For instance, the first of the document’s five priority areas has to so with Labour Market Information (LMI). Now, I am not against better LMI, but the federal government’s long-held view that LMI is important less for purposes of educational program planning than because it is some kind of cure for unemployment in and of itself is kind of disturbing. There are a whole bunch of recommendations around LMI, career planning, and transparency re: how courses relate to skills. These skills in turn relate to jobs which, even if it were all possible for the Feds to do this properly (and I have deep, deep reservations about that) amount to saying that the Government of Canada should build a really big jobs and skills website. Seriously, that’s all it is, a website. I would merely point out here that it was Rachel Wernick (the ESDC ADM who was somewhat unfairly placed at the centre of the WE Charity controversy), who correctly pointed out back in the summer that the Government of Canada is crap at digital (I am, of course, paraphrasing). The idea that a government-run career website is one of five key pillars to making Canada a learning nation is something that could only occur to someone who does not actually run any part of the educational system.
(Also: has everyone forgotten that under the Harper government, ESDC poured several million dollars into a nearly identical “labour market information website” that ended up never launching, mainly – so it is rumoured – because it was irretrievably crap? Seems like it might be an important precedent to go back and learn from.)

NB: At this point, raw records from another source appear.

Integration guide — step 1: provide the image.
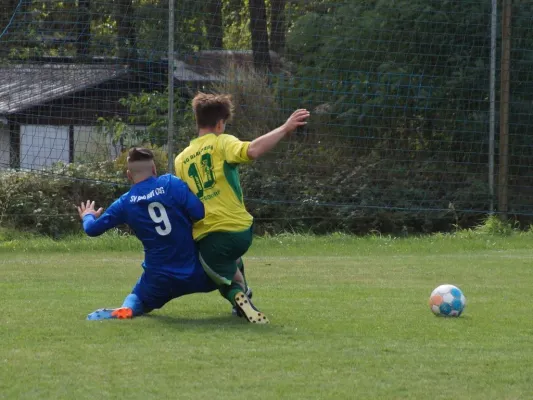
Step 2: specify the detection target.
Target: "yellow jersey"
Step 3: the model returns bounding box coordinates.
[174,133,253,240]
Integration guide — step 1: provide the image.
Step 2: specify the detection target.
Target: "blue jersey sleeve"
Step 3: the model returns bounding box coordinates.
[171,177,205,221]
[83,199,125,236]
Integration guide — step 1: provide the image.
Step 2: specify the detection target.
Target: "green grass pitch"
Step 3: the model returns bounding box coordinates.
[0,234,533,400]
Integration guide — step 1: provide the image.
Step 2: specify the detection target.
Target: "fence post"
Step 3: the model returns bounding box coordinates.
[498,0,512,219]
[167,0,175,174]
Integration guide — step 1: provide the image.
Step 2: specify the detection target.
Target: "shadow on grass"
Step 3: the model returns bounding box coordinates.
[139,314,282,333]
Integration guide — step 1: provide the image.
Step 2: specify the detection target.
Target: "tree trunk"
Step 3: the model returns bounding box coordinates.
[117,0,137,60]
[0,0,16,57]
[249,0,272,71]
[204,0,220,50]
[76,0,91,58]
[270,0,286,54]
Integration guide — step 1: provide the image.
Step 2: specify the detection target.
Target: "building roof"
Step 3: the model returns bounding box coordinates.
[0,50,281,115]
[0,63,128,115]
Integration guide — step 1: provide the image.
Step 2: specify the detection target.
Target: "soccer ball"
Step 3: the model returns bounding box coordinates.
[429,285,466,317]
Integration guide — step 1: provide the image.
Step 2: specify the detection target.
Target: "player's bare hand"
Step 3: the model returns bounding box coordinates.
[78,200,104,219]
[284,108,311,133]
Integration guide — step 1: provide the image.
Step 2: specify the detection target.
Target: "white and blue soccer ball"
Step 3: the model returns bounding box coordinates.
[429,285,466,317]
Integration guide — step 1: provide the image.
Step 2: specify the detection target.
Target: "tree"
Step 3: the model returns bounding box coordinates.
[248,0,272,71]
[116,0,137,60]
[76,0,91,57]
[204,0,224,49]
[270,0,286,54]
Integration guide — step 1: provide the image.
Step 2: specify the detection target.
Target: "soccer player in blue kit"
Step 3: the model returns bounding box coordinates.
[78,148,217,320]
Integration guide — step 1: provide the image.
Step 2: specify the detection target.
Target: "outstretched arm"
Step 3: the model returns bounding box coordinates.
[247,109,310,159]
[78,200,124,236]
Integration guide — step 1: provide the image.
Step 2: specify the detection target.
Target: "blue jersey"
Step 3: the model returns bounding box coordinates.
[83,174,204,276]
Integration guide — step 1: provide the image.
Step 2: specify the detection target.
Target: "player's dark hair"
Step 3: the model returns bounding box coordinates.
[192,92,233,128]
[128,147,154,162]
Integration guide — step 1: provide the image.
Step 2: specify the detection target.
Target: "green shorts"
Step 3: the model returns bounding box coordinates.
[196,227,253,285]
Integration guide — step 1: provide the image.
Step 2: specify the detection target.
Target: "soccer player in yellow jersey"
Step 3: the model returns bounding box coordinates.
[175,93,309,323]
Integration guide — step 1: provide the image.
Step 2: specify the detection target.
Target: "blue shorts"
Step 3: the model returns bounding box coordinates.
[132,264,217,313]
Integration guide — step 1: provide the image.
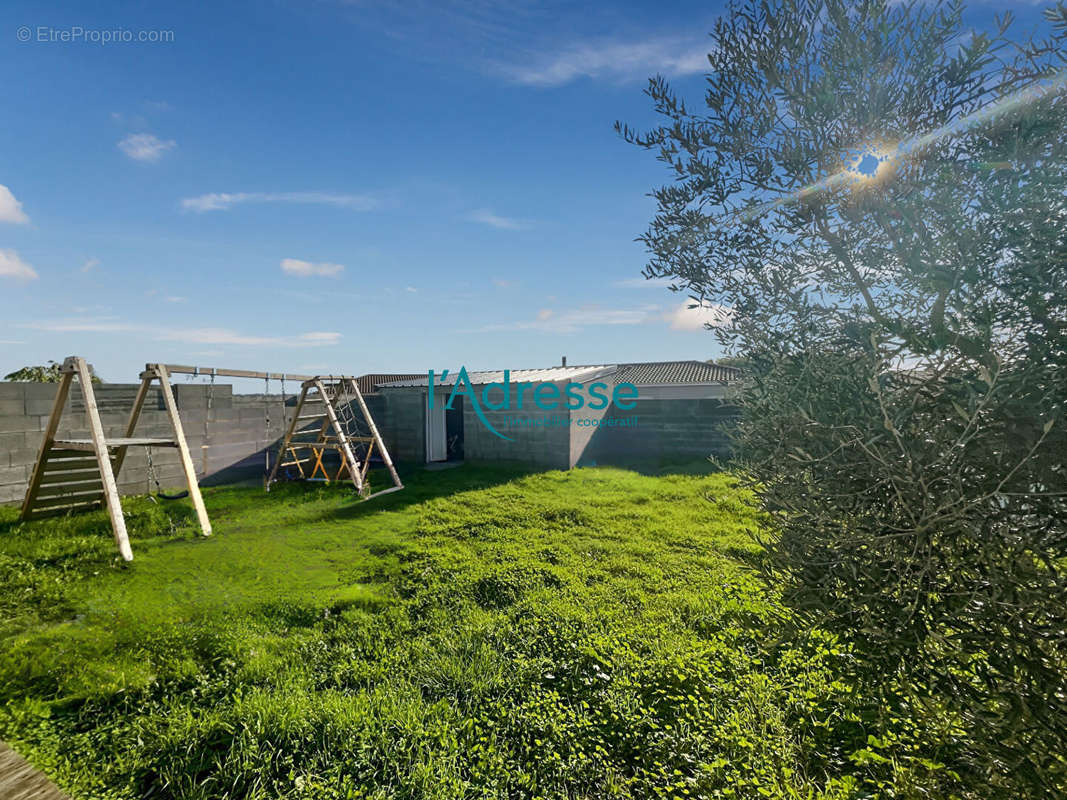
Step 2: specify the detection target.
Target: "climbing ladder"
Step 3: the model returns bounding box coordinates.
[267,375,403,499]
[21,355,211,561]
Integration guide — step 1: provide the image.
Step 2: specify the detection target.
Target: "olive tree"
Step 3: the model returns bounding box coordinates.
[617,0,1067,797]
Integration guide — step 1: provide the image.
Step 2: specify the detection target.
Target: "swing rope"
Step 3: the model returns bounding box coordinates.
[145,445,189,500]
[264,372,270,476]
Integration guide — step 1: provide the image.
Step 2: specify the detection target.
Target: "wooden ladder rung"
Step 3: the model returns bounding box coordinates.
[41,463,100,485]
[43,459,100,475]
[22,498,103,522]
[37,475,103,497]
[33,490,103,509]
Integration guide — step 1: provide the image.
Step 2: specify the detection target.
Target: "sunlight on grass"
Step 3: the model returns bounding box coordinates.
[0,466,870,799]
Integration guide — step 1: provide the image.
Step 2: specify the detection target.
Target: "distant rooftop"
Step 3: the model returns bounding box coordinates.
[615,361,740,386]
[378,364,617,389]
[375,361,740,388]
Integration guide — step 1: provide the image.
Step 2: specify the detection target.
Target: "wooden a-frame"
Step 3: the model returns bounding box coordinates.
[267,377,403,499]
[21,355,211,561]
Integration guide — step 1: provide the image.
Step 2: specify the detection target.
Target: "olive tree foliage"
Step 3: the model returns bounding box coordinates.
[3,361,100,383]
[617,0,1067,797]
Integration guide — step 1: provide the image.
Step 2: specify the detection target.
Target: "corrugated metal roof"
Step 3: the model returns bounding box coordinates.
[378,364,617,389]
[615,361,740,386]
[355,372,421,395]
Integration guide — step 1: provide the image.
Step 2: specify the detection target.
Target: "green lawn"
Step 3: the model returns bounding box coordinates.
[0,466,926,800]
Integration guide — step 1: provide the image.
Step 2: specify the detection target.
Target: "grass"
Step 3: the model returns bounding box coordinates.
[0,466,943,800]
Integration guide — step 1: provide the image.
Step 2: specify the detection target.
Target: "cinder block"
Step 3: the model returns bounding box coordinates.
[26,398,55,416]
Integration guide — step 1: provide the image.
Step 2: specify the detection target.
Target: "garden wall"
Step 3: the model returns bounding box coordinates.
[0,382,391,503]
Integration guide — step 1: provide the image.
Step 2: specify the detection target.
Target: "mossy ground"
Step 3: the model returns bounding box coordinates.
[0,465,943,800]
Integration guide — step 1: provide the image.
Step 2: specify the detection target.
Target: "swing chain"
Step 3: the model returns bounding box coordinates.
[264,372,270,475]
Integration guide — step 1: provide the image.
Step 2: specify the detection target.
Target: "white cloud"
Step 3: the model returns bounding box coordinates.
[0,183,30,225]
[469,306,658,334]
[20,317,133,333]
[118,133,178,162]
[611,277,673,289]
[496,36,708,86]
[0,250,37,283]
[464,208,529,230]
[181,192,378,213]
[18,317,341,348]
[282,258,345,277]
[664,301,733,331]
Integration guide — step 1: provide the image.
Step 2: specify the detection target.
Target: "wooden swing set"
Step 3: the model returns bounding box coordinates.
[21,355,403,561]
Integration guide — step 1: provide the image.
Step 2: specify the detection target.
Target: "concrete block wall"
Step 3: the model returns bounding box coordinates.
[377,389,422,464]
[0,382,305,503]
[463,403,571,469]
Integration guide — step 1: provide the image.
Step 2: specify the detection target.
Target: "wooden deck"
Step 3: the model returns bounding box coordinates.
[0,741,70,800]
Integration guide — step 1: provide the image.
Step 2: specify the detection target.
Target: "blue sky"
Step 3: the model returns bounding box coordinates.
[0,0,1036,381]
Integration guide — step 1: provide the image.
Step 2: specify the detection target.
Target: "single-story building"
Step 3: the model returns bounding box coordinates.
[378,361,740,469]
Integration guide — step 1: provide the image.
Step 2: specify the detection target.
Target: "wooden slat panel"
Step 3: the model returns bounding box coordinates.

Bad websites might be a waste of time, but they are at least mostly harmless. Where it gets trickier is in the fourth priority; “Promote, enable and validate skills development and training in all their diverse forms”. Lots of what is in here is of the pious-wish-addressed-to-no-one-in-particular variety (e.g. “develop and expand access to nimble training models”). But there is some specific wording in there on skills and micro-credentials which seems vague and harmless unless you recall September’s Speech from the Throne which hinted that Federal government might soon be in the business of “accrediting” skills. Still not clear what that means if anything, but my spidey senses are still tingling on this one. This is not a road the federal government should head down: disaster lies this way.
Anyways, few ESDC skills papers are any good and most of them die quickly, so it’s not that there is very much unique about this one. Still, I can’t help feeling disappointed. I mean one of the alleged benefits of having a Skills Council is that it might have a little bit of independent perspective, yet this is obviously government prose, and Ottawa government prose at that. An independent Skills Council – especially one with a freaking provincial ADM sitting on it – might have tread some unorthodox paths to incorporating provincial perspectives and generating some useful pan-Canadian energy around a skills agenda. But no, instead we have (let me say it again) a 50-page paper on skills in which the word province appears twice.
It is not impossible to make federalism work in areas of shared jurisdiction. Germany manages it quite well. But it requires a commitment to talking and a willingness to compromise. Constantly. Federalism is a skill: if you stop exercising that skill it will atrophy and wither. Unfortunately, today’s Government of Canada simply can’t be bothered to keep in shape.
I agree.
The results of my thesis confirm your argument.
The results of my thesis looks at how complementarity among institutions and public policies influence the outcomes and effectiveness of training.